You may not have heard of the Carter Family, or you may have heard their name, but know nothing about them. Chances are, though, that you've heard of at least one member of their long and impressive lineage. It includes four generations of girl singers, and, by marriage, it also includes Johnny Cash. There's a lot of music to discuss there, so I'm going to begin at the beginning. The original Carter Family, the one that I am usually thinking of when I say, "the Carter Family," consisted of A.P. Carter, his wife Sara, and Sara’s cousin Maybelle, who was also married to a Carter. A.P. collected most of the songs that the group performed, and harmonized on most of their recordings in a booming, quavering voice, occasionally taking the lead. Sara sang lead on most of the recordings in a voice that immediately freezes the listener with its sincerity and unaffectedness--not to mention its thick country accent. If, like me, you had your first taste of country music in the shiny country pop that generally gets played on the radio, the Carter Family will initially sound like people from another planet. Still, their songs are so heart-wrenching in their subject matter--and Sara’s delivery is so deceptively cheerful--that it is hard to stop listening. Maybelle sang as well, and invented the style of guitar playing known as the "Carter scratch," which was emulated by Woody Guthrie, among others.
In between recording songs about love and heartbreak, Maybelle found time to give birth to three daughters, Helen, June, and Anita, who performed on the radio with her in later years.

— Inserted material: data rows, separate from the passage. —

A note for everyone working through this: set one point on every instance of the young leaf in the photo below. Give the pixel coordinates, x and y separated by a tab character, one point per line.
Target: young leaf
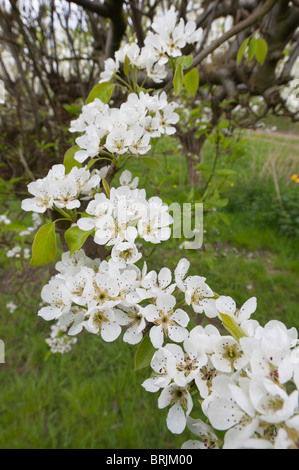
191	81
69	158
185	61
106	187
242	50
44	245
103	91
75	238
251	49
232	327
261	50
152	163
178	79
144	353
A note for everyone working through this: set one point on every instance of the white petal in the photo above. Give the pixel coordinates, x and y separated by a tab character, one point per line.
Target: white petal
110	331
166	302
49	313
176	419
226	305
164	277
151	313
180	317
177	333
224	414
157	336
247	309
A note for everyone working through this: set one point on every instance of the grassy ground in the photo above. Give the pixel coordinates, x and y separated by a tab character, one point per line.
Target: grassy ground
91	397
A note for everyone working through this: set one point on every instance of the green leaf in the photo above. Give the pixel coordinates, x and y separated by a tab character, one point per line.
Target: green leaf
216	202
261	50
106	187
231	326
152	163
69	158
178	79
75	238
144	353
127	66
251	49
15	227
44	245
225	172
185	61
103	91
242	50
191	81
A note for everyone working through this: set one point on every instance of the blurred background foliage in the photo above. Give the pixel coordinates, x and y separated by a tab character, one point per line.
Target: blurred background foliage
236	150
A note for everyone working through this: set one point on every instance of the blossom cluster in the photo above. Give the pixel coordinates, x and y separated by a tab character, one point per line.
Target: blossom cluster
60	189
245	380
246	387
166	40
58	341
127	129
124	215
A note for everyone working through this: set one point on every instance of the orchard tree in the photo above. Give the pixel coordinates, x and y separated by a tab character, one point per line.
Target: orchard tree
234	383
239	70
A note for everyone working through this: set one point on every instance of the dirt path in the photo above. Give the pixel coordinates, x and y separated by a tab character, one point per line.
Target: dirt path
268	137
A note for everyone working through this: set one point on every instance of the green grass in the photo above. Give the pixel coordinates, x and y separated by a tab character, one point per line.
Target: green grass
92	398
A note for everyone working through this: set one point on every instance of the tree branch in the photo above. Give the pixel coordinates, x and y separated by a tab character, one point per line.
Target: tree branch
251	20
100	9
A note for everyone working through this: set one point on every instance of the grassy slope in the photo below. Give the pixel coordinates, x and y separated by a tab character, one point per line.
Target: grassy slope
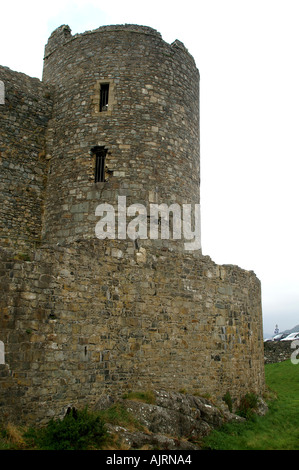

Some of you have probably heard of June. She married Johnny Cash.
There’s probably nothing I can say about Johnny Cash that hasn’t already been said. Just go out and buy one of his records if you don’t have any. If you’ve had enough patriotism for the time being, what with the E-L-E-C-T-I-O-N being only a few months over, you can always skip albums like Ragged Old Flag and head straight for one of his American Recordings--the ones that made all the execs on Music Row think he had lost his mind, until the rest of the world listened to them and said, Hot dang, this man is still a genius. My personal favorite is American Recordings IV: The Man Comes Around, though I have never been able to sit through the apocalyptic title track. I prefer to listen to his cover of Nine Inch Nails’ "Hurt," the mischevious-yet-heartbreaking Cash-penned "Tear-Stained Letter," and his jaw-dropping reading of the cowboy ballad "Streets of Laredo."
Cash’s early material should also be investigated by anybody who listens to that mighty rumble on the American Recordings and wants to hear more. You’ve probably all heard of these songs – "Ring of Fire," "I Walk the Line," "Four Feet High and Rising." You’ve heard of them for a reason. They kick the butts of most other songs.
"Ring of Fire," by the way, was written by the lady I mentioned earlier, June Carter. She sang with her mother and sisters for years, made an album of duets with Cash shortly before she married him, and toured extensively as part of her husband’s band after their marriage. What made a lot of folks sit up and take notice, though, were two solo albums she made years later, when she was a grandmother. These albums cover everything from devotion to God to the burning agony of forbidden love.
According to Johnny’s daughter Rosanne, when Carter and Cash married--bringing several daughters apiece to their union--there was no question of step-mothers and step-fathers. Their collective offspring belonged to both of them.
Two of those offspring, Carlene Carter and Rosanne Cash, went on to make impressive musical careers of their own. Carlene co-authored the haunting "Easy From Now On," and, more recently, she contributed a peculiar but delightful slice of Irish-tinged country to The Chieftains’ Further Down the Old Plank Road. Rosanne has written and sung any number of powerful songs, from "Seven Year Ache," the tale of a man whose loneliness cannot be killed by any number of adoring women, to "Western Wall," whose heroine stuffs her prayers in the cracks of what I assume must be the Wailing Wall because she’s "got nothing to lose."
Since her record is on an indie label and hard to come by, and since I couldn’t get the sound clips that I found to play on my computer, I will have to plead ignorance about the music of Tiffany-Anastasia Lowe. The daughter of Carlene Carter (who was sixteen when she gave birth to Tiffany-Anastasia) and Nick Lowe (who later married Carlene Carter, and adopted the girl), this attractive lady has an EP out entitled Queen of Everything, and has been known to cover the Boomtown Rats’ "I Don’t Like Mondays" at her live engagements. Appropriate, considering how well "I Don’t Like Mondays" falls in with her family’s legacy of songs about murder, mayhem, and emotions powerful enough to put a body six feet under the weeping willow tree. If I ever get my hands on a copy of The Queen of Everything, maybe I’ll have to squeeze a review of it somewhere into a future edition of "Treasure Box." In the meantime, I think I’ve recommended enough listening material to keep you busy for a while.